A great way to start is through practicing the 4-7-8 breathing technique.
1. Breathe in for four seconds.
2. Hold that breath for seven seconds.
3. Release that breath as you slowly count to eight.
4. Repeat as much as you need to.
You can also try this breathwork class: Short and Easy Breath Meditation by Roundglass Research Lead and Neuroscientist David Vago, Ph.D.
Chronic Stress
Chronic stress results from repeated exposure to threat, constantly feeling pressured or overwhelmed by external circumstances that can sometimes be unavoidable and out of your control. This may lead to repeated or extended stress responses, along with chronic inflammation in multiple organ systems.
Chronic stress may result from racism, homelessness, or domestic abuse, among other social stressors that are beyond control. While focusing on the breath is helpful in any stressful context, Dr. Vago advises people who experience chronic social stress to find community. “Whether it's just one person as a friend, or a group of people, that social connection can be very powerful,” he says. “If you're stuck in a situation, you have to find support somewhere you can feel there's love you can tap into.”

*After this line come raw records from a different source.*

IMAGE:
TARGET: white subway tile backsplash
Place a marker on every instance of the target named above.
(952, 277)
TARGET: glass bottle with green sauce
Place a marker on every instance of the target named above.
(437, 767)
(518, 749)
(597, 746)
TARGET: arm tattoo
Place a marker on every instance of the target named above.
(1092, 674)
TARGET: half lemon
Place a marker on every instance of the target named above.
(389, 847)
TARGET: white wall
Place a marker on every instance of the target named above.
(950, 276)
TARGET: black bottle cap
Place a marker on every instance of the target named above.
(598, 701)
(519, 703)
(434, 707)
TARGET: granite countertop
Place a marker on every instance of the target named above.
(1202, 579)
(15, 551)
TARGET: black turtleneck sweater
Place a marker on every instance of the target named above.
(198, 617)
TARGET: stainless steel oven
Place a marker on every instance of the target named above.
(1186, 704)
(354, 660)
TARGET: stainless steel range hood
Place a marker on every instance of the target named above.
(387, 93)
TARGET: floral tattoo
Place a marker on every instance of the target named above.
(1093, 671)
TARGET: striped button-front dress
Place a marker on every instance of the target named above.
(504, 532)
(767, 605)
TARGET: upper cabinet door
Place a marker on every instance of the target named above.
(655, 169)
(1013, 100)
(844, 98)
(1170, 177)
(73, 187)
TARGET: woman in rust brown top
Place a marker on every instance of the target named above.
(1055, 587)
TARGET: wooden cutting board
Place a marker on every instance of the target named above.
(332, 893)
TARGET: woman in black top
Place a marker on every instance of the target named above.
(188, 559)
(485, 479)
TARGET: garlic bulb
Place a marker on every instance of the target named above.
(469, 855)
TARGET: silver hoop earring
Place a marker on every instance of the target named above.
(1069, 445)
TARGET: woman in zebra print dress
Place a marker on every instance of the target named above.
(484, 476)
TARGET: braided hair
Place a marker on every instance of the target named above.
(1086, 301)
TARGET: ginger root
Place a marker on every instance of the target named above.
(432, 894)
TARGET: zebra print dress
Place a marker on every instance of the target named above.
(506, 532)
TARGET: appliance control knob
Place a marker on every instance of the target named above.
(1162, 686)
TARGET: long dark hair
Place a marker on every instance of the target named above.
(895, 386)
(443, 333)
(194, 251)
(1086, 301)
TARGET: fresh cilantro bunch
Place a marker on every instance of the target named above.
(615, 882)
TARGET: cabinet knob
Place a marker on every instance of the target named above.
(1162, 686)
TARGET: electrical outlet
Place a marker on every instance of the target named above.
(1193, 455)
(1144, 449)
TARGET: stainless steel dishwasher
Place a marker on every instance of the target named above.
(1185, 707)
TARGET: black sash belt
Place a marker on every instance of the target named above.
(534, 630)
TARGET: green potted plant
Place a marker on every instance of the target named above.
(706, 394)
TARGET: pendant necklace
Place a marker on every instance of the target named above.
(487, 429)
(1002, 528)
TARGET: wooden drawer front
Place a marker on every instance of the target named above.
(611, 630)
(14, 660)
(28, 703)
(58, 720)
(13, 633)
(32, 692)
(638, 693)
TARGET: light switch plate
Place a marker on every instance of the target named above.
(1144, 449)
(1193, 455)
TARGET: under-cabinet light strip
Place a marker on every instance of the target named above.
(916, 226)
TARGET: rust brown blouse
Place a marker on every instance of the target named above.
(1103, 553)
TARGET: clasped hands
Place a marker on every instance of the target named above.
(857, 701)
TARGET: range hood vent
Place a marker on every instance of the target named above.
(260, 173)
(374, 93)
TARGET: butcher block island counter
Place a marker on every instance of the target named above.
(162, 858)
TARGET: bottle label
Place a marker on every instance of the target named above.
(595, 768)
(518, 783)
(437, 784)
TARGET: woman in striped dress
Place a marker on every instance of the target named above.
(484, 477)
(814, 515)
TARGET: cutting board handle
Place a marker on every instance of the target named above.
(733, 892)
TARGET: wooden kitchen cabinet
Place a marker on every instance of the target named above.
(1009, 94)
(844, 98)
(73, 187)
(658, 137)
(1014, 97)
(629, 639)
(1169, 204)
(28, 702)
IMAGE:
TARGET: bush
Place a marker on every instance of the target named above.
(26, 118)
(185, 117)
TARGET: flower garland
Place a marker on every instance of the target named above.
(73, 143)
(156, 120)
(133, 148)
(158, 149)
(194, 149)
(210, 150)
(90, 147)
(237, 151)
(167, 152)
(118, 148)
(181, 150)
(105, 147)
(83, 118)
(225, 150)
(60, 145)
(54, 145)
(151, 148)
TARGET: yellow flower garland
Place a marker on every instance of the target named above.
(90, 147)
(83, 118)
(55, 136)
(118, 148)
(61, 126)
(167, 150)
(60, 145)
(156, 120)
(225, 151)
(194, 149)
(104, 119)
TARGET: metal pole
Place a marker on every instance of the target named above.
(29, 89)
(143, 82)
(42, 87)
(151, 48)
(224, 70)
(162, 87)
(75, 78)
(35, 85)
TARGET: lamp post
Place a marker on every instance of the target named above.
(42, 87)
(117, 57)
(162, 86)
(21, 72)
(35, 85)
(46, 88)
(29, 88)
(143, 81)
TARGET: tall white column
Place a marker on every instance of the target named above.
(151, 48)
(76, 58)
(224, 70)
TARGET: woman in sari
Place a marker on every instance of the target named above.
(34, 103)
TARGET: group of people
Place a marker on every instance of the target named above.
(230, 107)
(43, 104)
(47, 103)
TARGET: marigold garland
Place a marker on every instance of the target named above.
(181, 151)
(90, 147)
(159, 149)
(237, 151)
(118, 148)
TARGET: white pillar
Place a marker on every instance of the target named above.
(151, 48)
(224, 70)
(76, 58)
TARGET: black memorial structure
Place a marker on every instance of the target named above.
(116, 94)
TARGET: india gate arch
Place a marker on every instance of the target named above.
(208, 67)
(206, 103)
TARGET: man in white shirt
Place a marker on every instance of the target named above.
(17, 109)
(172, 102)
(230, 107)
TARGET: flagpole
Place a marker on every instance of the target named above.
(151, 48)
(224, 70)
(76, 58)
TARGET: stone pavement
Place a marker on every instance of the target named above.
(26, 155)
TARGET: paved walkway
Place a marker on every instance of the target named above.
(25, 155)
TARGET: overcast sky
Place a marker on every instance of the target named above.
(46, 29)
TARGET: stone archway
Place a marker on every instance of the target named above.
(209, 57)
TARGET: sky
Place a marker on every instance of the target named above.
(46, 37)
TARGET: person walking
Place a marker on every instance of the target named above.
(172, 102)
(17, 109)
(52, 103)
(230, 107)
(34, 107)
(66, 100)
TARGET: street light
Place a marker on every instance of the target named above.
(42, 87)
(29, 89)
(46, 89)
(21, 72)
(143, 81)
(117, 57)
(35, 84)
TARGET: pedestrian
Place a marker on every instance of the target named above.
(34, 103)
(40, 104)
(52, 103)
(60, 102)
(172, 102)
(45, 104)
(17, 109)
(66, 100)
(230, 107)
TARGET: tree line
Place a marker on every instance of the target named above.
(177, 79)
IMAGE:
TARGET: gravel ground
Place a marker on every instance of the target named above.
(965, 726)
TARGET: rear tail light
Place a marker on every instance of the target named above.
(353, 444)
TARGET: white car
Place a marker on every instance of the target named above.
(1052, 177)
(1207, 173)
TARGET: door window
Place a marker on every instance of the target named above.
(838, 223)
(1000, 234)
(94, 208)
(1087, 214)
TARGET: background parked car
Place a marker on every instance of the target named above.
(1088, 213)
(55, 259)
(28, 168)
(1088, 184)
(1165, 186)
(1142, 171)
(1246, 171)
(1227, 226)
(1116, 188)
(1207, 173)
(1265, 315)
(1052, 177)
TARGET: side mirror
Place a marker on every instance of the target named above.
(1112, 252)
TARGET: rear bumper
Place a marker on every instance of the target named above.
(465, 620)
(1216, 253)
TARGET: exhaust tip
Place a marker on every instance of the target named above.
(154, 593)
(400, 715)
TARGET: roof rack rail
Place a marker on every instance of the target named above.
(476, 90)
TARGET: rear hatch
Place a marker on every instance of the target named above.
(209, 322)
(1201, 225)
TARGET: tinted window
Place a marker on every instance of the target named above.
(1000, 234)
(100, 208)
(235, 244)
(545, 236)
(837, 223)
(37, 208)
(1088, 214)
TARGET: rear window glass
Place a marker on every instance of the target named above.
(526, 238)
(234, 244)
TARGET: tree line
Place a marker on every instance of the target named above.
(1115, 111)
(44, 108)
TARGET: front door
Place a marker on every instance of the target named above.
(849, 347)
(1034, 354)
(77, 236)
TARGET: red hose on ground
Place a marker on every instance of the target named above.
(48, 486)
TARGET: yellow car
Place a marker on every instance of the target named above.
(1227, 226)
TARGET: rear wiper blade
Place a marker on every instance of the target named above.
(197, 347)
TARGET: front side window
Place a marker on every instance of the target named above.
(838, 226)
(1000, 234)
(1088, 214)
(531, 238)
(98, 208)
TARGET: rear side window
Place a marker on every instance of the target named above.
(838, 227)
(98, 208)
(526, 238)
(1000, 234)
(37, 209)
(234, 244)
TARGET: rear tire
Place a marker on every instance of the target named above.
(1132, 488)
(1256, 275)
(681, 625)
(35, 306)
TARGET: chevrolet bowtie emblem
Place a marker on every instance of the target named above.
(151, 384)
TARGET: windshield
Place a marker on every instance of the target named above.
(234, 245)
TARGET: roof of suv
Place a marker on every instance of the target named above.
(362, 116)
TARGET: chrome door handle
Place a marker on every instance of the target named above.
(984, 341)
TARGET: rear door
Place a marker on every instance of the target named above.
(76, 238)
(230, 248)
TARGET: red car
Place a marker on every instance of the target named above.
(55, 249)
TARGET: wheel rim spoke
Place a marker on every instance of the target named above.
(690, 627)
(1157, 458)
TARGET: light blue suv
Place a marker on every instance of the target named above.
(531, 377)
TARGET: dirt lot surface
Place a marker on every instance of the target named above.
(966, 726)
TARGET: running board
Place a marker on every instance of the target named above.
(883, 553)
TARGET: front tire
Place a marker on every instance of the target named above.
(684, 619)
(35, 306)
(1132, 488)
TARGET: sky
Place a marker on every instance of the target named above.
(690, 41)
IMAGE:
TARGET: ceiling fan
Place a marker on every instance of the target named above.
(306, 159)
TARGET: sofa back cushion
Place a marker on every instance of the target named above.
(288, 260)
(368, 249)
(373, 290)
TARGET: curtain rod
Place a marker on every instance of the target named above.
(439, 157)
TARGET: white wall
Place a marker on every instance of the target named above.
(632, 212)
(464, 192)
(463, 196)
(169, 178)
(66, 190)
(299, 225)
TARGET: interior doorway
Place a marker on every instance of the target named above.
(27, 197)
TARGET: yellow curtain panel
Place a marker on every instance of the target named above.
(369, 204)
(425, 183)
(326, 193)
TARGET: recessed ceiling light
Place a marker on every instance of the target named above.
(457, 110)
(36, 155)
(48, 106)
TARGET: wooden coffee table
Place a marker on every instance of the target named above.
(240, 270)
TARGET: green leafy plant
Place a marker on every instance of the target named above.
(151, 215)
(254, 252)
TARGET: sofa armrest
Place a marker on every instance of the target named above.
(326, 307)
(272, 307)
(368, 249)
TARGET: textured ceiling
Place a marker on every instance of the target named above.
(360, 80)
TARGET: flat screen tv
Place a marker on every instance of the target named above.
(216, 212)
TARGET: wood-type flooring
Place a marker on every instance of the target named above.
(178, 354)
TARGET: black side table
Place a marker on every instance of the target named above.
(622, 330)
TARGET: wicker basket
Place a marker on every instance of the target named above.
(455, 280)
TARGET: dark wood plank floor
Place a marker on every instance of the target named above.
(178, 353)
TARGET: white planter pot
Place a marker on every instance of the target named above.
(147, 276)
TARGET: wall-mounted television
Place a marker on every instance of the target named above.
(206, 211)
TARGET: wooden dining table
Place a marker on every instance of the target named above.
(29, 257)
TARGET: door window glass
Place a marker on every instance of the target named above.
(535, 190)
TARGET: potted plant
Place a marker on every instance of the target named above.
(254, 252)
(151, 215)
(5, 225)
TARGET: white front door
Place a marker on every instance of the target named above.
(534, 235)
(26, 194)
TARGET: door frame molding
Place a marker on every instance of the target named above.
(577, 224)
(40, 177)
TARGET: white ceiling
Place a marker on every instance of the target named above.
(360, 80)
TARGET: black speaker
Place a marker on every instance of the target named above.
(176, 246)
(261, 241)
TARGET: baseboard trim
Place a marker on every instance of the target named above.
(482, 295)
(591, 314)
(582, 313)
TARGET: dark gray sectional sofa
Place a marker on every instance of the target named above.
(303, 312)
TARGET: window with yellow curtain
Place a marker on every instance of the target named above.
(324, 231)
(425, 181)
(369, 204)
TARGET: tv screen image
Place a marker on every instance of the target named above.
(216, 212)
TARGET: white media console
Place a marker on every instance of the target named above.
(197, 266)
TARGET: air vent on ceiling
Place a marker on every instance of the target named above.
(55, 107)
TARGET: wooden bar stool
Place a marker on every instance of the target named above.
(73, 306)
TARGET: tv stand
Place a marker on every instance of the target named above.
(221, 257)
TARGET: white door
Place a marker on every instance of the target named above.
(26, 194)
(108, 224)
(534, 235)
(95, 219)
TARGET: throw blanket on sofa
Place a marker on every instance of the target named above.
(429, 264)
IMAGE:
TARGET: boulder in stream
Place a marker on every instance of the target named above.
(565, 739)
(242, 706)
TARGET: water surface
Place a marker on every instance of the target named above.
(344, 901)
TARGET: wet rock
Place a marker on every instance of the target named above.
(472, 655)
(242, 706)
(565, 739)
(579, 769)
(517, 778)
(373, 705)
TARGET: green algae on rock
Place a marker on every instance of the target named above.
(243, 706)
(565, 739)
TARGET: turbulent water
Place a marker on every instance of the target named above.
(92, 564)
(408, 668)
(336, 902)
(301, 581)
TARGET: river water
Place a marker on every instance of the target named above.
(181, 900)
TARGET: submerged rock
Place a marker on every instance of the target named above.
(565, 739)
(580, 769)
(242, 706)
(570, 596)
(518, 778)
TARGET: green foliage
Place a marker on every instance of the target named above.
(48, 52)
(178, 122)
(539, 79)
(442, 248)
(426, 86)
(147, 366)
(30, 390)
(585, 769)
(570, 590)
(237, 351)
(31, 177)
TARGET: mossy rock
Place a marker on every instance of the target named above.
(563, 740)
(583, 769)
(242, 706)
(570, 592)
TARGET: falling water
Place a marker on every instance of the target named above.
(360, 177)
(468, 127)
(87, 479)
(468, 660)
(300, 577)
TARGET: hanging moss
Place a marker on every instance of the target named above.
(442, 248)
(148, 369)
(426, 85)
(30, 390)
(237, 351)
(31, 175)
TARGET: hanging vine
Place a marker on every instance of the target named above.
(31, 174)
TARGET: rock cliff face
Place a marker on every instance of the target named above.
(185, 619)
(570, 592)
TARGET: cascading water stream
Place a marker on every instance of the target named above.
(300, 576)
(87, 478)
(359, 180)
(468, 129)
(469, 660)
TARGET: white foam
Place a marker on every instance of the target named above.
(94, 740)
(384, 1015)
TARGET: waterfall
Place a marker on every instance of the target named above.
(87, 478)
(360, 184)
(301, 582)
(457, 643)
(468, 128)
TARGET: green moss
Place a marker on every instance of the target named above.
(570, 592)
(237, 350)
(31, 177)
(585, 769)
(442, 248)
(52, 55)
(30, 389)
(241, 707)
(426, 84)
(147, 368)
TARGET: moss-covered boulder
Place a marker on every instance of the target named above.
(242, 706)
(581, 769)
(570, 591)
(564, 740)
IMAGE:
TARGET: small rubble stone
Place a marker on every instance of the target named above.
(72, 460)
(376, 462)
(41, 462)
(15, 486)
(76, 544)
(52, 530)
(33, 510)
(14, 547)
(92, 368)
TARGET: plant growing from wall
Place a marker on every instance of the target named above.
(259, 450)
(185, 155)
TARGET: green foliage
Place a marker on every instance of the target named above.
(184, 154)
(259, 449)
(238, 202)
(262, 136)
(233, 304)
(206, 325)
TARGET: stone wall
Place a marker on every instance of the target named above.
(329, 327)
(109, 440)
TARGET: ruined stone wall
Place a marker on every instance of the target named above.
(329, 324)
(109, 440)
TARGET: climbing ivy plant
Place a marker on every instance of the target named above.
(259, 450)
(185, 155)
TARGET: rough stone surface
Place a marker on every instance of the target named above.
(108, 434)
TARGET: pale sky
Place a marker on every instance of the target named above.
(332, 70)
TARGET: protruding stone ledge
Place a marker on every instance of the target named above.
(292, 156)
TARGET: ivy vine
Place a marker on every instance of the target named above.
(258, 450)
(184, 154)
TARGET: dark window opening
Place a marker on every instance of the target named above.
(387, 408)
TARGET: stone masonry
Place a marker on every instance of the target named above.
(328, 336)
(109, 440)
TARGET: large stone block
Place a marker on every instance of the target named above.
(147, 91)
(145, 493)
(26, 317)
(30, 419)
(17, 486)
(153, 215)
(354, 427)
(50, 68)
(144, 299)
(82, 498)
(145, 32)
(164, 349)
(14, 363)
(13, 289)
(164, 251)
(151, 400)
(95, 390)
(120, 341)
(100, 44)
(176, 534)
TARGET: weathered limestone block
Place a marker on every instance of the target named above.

Coping with Stress and Anxiety
Valerie (Vimalasara) Mason-John’s class on Loving Your Race, can be a great place to start for anyone trying to cope with feelings of chronic stress or anxiety related to race-based trauma. If you want to know how to breathe better, try the STOP method as a tool to cope with everyday life situations.
Regardless of your external environment, building a meditation practice through breathwork can be an effective and accessible technique to help manage anxiety, alleviate stress, and maintain mental, physical, and emotional wellbeing.